Once perfected, you may want to be a bit careful about what you pick up. The nefariously minded can doubtless dream up a slew of innocuous methods to scan your prints and use them later for their own evil purposes. Just as facial recognition software will push the eyeglass and false mustache fashion, look to print scanners to herald the return of elbow length gloves.

Sensor-on-a-chip passes fingerprint test

from the Morgan Chase Tech Industry Daily
The EntréPad fingerprint sensor fits onto a single chip and is less than a centimeter square–small enough for use in cell phones and PDAs, ZDNet News reported yesterday. The device has low power requirements and uses under ten milliwatts when imaging. A finger to be identified is applied to the top surface of the chip, which has an especially hardened coating. Identification takes place in under a second.

The sensor works by detecting the pattern of living cells beneath the dead epidermis. It creates a low-power field of radio waves that are distorted by the conductive salty fluids in the skin cells. A matrix of sensors on the chip’s surface measures and charts this distortion, and the rest of the chip recreates the fingerprint image for analysis. The pattern of the cells beneath the epidermis is identical to that on the surface itself.

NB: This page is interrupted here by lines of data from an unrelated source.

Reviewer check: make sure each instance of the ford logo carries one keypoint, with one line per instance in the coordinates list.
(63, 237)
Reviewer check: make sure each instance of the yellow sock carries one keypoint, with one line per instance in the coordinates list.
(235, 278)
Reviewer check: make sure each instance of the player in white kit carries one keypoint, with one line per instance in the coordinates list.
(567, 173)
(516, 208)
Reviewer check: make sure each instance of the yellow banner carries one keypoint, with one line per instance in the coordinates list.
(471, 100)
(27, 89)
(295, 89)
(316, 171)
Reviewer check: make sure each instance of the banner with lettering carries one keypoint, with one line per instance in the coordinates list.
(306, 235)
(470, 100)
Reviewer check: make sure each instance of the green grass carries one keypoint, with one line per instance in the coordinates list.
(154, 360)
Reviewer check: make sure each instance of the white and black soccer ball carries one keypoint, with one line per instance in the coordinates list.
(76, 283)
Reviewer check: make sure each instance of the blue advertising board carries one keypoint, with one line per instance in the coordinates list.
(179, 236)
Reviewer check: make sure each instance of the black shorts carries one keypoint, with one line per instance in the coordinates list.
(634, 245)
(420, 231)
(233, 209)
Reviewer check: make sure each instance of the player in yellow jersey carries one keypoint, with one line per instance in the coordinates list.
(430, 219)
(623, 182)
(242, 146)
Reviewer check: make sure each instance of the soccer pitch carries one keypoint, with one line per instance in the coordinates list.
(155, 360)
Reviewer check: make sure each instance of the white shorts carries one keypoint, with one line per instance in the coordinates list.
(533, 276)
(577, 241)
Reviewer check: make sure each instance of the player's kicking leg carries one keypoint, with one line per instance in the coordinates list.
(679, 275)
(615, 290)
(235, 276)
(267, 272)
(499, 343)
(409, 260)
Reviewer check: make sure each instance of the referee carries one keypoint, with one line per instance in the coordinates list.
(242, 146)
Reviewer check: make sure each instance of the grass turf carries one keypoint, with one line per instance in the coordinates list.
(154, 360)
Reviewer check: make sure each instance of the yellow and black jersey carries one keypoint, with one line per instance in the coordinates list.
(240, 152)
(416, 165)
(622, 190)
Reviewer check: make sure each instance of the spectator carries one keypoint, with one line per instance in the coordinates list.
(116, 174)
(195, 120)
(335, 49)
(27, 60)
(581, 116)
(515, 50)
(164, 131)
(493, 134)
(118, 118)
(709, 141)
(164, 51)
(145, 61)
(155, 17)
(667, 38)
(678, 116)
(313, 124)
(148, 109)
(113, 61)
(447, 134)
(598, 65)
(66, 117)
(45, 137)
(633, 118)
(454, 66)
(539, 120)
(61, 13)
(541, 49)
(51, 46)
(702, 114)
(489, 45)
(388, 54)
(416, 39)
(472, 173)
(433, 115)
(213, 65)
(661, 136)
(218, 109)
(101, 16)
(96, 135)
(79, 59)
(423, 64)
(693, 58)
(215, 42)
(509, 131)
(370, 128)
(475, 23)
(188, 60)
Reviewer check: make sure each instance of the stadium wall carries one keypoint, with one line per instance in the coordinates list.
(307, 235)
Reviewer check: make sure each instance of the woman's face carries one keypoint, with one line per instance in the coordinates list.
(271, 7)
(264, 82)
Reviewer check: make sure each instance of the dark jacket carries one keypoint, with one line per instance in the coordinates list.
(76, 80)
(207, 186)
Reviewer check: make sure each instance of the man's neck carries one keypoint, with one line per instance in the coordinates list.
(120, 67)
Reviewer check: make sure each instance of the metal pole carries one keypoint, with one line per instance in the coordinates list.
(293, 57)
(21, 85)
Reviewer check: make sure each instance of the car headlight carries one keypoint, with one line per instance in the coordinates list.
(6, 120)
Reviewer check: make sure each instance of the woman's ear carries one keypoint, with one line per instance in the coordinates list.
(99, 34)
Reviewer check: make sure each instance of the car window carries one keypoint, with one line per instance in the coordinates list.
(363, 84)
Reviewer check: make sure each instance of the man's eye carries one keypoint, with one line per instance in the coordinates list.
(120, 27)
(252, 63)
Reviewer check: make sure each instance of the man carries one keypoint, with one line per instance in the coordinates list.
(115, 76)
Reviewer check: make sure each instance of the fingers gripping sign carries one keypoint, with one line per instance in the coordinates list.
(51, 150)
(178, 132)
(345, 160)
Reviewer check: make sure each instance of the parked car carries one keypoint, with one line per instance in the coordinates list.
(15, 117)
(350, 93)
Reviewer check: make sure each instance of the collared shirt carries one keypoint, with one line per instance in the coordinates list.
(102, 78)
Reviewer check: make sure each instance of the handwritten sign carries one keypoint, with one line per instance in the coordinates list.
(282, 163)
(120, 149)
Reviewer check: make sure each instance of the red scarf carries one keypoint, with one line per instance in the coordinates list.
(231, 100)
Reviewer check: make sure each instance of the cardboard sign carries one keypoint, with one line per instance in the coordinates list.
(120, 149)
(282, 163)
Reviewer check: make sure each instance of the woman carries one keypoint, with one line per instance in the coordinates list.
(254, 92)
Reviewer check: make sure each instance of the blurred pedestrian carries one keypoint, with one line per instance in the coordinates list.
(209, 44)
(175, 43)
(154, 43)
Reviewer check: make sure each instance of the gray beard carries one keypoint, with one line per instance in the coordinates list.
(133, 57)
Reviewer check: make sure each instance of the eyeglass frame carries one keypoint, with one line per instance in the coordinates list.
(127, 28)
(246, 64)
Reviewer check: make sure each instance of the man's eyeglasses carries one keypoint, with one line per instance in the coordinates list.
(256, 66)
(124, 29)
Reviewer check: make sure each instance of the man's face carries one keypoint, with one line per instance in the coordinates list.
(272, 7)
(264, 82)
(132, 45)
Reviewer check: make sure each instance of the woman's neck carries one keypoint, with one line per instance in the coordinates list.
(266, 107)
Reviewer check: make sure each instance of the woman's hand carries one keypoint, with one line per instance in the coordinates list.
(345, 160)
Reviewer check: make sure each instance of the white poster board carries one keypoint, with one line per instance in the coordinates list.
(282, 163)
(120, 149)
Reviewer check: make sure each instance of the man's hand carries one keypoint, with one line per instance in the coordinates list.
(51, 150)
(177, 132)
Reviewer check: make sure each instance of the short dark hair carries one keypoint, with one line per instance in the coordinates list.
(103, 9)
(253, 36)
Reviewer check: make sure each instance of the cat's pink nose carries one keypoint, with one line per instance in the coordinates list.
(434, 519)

Comment: Because the sensor doesn’t react to the surface of the finger, it can’t be distracted by changes to that surface – calluses, dirt or ageing aren’t registered. The company said that as part of its tests, employees attempted to remove their fingerprints using abrasion, but this didn’t affect the accuracy of the measurements. Ouch. Startups, it seems, draw a very committed type of employee.

Biometrics–the science of identifying people through personal attributes–is increasingly being seen as an important part of security. Fingerprints and iris recognition are among the most accurate and reliable methods being considered. Voice recognition is also attractive — because it doesn’t require physical presence, it is more attractive for remote authentication — though, as a result, there are a lot more technical hurdles to overcome.